From the literally ones of responses that have poured in, it appears that there is concern that people may be defriended. Chillax: no one is going to be defriended.
Today I had my very last set of supervisions for this term. I still have Study Skills supervisions, but no more with my regular students. How irritating it was, then, that my last supervision should turn out to be with my least favourite student of this cohort and my most favourite, simultaneously. My least favourite student is a young man whose abilities as a literary critic are, let us say, in directly inverse proportion to his pomposity. He is very pompous. My favourite student, by contrast, is very quiet, but when he does speak he is always right on the money. My least favourite student is disappointing enough on his own, but having him in a duo with my most favourite student was something like having an inferior diamond on a piece of showroom velvet, then putting a first-water diamond next to it: the first diamond was just bearable when it was alone, but now it's impossible to turn a blind eye to its flaws (although I'm guessing that in that metaphorical (well, similical) situation you wouldn't want to put up your hand repeatedly at the first diamond and say, "Don't speak! Now, go ahead, second diamond" -- although maybe you would. I'm not a gemologist, so what do I know?).
I am sorry to see this term go. I liked pretty much all my students, and my very favourite (from a different cohort) I liked very much. He had a sense of humour, and you could see him actually,
physically struggle with interpreting literature. When he was leaving the final supervision last Friday he gave me a little extra smile, and I was quite flattered, until I stopped and had a look at myself shortly afterward in Boots and realised that all my red lipstick had come off, leaving me with only a bright red lip line, and that my hair was MASSIVE. So I'm guessing the appreciation was merely intellectual. Or perhaps he thought I had deliberately modelled myself on Mrs. Rochester (on the right, there - we were doing Jane Eyre), and he was admiring my themed look.Incidentally, none of my students in those supervisions recognised Mrs. Rochester as a symbol of potentially terrifying female sexuality and repressed womanhood. This reading has become so commonly accepted in the States that it's now simply understood, not to say banal. So I was very surprised indeed.
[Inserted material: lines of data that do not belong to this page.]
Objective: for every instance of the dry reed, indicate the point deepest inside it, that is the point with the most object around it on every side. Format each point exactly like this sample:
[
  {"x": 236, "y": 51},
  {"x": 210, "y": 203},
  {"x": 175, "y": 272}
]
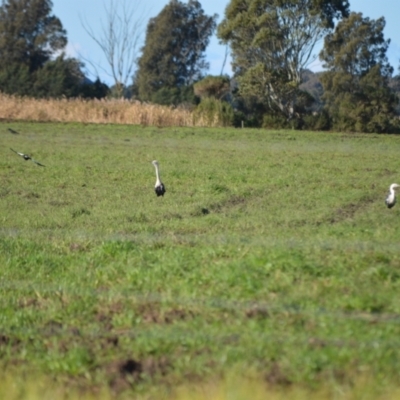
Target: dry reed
[{"x": 95, "y": 111}]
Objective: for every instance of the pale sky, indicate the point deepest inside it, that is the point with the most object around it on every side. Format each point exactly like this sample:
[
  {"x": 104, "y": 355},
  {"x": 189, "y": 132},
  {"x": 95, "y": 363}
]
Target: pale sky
[{"x": 71, "y": 12}]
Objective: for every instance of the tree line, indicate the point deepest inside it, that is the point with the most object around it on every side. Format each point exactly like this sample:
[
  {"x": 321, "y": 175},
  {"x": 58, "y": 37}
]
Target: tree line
[{"x": 271, "y": 42}]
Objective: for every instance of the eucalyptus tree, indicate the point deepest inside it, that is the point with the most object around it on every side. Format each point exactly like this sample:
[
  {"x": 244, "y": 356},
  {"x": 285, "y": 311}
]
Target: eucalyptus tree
[
  {"x": 272, "y": 41},
  {"x": 119, "y": 38},
  {"x": 173, "y": 56},
  {"x": 356, "y": 83},
  {"x": 29, "y": 33}
]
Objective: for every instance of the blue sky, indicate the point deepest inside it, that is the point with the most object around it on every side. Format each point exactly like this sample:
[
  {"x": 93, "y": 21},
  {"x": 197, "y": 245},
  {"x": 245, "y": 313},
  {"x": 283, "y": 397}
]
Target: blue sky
[{"x": 71, "y": 12}]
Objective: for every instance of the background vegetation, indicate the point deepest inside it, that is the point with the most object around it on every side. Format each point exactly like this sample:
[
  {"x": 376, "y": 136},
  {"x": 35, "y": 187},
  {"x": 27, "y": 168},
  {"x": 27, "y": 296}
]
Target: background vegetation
[
  {"x": 271, "y": 42},
  {"x": 272, "y": 254}
]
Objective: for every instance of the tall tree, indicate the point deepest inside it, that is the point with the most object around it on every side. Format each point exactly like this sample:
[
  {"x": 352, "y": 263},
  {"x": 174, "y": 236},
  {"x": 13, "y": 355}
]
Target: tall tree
[
  {"x": 173, "y": 55},
  {"x": 356, "y": 85},
  {"x": 29, "y": 33},
  {"x": 272, "y": 41},
  {"x": 119, "y": 40}
]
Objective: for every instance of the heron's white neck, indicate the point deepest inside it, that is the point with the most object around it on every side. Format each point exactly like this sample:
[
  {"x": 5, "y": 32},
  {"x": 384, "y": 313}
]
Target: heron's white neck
[
  {"x": 157, "y": 174},
  {"x": 391, "y": 189}
]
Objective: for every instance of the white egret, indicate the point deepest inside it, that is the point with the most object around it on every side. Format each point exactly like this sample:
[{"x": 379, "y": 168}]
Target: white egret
[{"x": 391, "y": 197}]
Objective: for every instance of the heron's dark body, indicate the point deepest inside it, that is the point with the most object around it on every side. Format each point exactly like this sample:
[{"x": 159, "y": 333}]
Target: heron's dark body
[{"x": 160, "y": 190}]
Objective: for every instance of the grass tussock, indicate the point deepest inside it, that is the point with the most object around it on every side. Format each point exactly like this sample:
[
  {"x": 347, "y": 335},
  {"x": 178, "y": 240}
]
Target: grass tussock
[
  {"x": 20, "y": 388},
  {"x": 96, "y": 111}
]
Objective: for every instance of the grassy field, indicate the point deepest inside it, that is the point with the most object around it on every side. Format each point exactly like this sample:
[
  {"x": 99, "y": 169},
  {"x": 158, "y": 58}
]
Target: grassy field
[{"x": 272, "y": 257}]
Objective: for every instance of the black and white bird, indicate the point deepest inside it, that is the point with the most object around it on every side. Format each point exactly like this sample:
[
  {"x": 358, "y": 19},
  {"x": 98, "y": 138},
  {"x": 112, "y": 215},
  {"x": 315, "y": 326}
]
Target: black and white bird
[
  {"x": 26, "y": 157},
  {"x": 159, "y": 186},
  {"x": 391, "y": 197}
]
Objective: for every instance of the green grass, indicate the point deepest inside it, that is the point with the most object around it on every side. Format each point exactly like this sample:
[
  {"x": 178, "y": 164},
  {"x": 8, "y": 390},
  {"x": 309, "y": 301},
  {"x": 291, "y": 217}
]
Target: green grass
[{"x": 272, "y": 253}]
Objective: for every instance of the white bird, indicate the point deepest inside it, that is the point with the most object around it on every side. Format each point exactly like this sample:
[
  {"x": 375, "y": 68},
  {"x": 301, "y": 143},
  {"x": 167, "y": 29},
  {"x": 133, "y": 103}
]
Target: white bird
[
  {"x": 26, "y": 157},
  {"x": 159, "y": 186},
  {"x": 391, "y": 197}
]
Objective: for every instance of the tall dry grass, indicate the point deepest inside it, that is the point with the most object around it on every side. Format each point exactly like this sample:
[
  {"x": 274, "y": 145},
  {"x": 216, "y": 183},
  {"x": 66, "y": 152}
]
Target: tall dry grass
[{"x": 95, "y": 111}]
In other news, I engaged in snotty one-upmanship with a man on match.com. He contacted me, and I contacted him back. His initial e-mail was widly extrapolatory of my profile, and I wrote back asking him how he'd got these impressions. He responded by saying we should talk on the phone, and I wrote back saying I felt uncomfortable talking on the phone to people I don't know (true), so I would like us to continue to communicate via e-mail for a while (of course I should have cut this all off after his initial e-mail, but, hey, I'm desperate). He then wrote back an e-mail in which he basically flat-out stated I was a weird for not wanting to talk on the phone, insulted the study of Wordsworth (??), told me I was naive, and informed me that I had missed out on something great by refusing to get to know him.
Now, I know it's fruitless to engage with the lunatic, and that there is nothing to be gained from such engagement since the lunatic always think you are the lunatic, but I have been low, and I think I just wanted to feel I was superior to someone. Or to feel that I was in some way worthwhile. Or...who knows. Anyway, I wrote back and corrected his spelling and grammar. Was it petty? Yes. Did I derive any long term satisfaction from it? No. Was it pleasing for three hours? Yes. And that's enough for me.
Boy, I certainly am going to have lots of stories to tell my fifteen cats when I'm old.
And in the final bit of news, I had coffee with Mr. Cielo yesterday (chillax! again. It wasn't a date. It was a hanging out. Although I'll give him credit: he managed to keep a conversation going for one and a half hours with someone with whom he apparently has zero in common). After this coffee (which, as the previous parentheses demonstrates, showed me how little we had in common), in a fit of temporary Idon'tknowwhat (defiance mixed with desperation, I suspect), I invited him to the dinner party I'm throwing on Sunday to honour Pearl Harbour Day (it's my favourite holiday). And he accepted! But everyone else there is a close friend of mine, and they all know each other! Now it will be me, a bunch of close interwoven friends, and Mr. Cielo! To whom I have nothing to say! Argh.
And lastly, BF sent me this poem, saying it made her think of me and this blog. I like it very much, so I thought I'd reproduce it here.
Who Is Now Reading This?
May-be one is now reading this who knows some wrong-doing of my past life,
Or may-be a stranger is reading this who has secretly loved me,
Or may-be one who meets all my grand assumptions and egotisms with derision,
Or may-be one who is puzzled at me.
As if I were not puzzled at myself!
Or as if I never deride myself! (O conscience-struck! O self-convicted!)
Or as if I do not secretly love strangers! (O tenderly, a long time, and never avow it;)
Or as if I did not see, perfectly well, interior in myself, the stuff of wrong-doing,
Or as if it could cease transpiring from me until it must cease.